To measure and compare postoperative erythema after laser cutaneous resurfacing using 2 carbon dioxide laser systems and varying postoperative treatment methods.
Carbon dioxide laser systems are used as cutaneous resurfacing tools. The continuous-wave lasers have been associated with postoperative erythema, but the short-pulsed lasers reportedly result in less postoperative erythema because of shorter pulse durations. Although subjective evaluations of results have been published, a side-by-side comparison with digital photography has not been performed. Furthermore, postoperative treatment varies among physicians, and objective data about this treatment are scarce.
To compare postoperative erythema, we created 240 resurfacing wounds on 8 piglets with continuous-wave and short-pulsed lasers, using the manufacturers' suggested settings. By using photography and computed color analysis, we measured the resultant erythema after 1, 3, and 5 laser passes at days 0, 1, 3, 5, 7, and 14. Tissue samples were obtained for histological analysis on days 0, 3, 7, and 14.

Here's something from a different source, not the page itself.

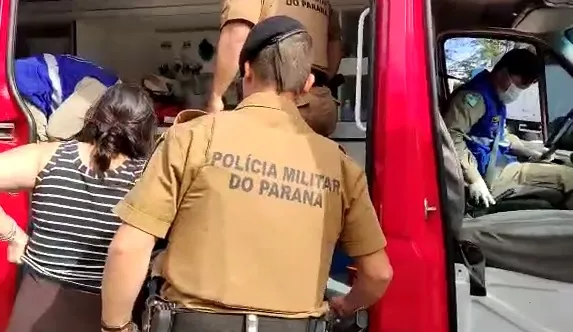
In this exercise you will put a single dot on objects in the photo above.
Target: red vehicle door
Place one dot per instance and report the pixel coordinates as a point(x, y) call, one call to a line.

We compared the resolution of erythema after postoperative treatment with petroleum jelly (Vaseline), a wound dressing (Vigilon), partially hydrogenated vegetable oil (Crisco), or a combination drug, bacitracin zinc–neomycin sulfate–polymyxin B sulfate on the wounds.
The short-pulsed carbon dioxide laser resulted in an average of 22% less erythema compared with the continuous-wave laser (P<.001). No statistically significant difference in erythema was found among the postoperative treatment methods (P>.10).
Compared with the continuous-wave laser, the short-pulsed carbon dioxide laser results in less postoperative erythema. However, the type of postoperative treatment has little, if any, beneficial effect for reducing erythema.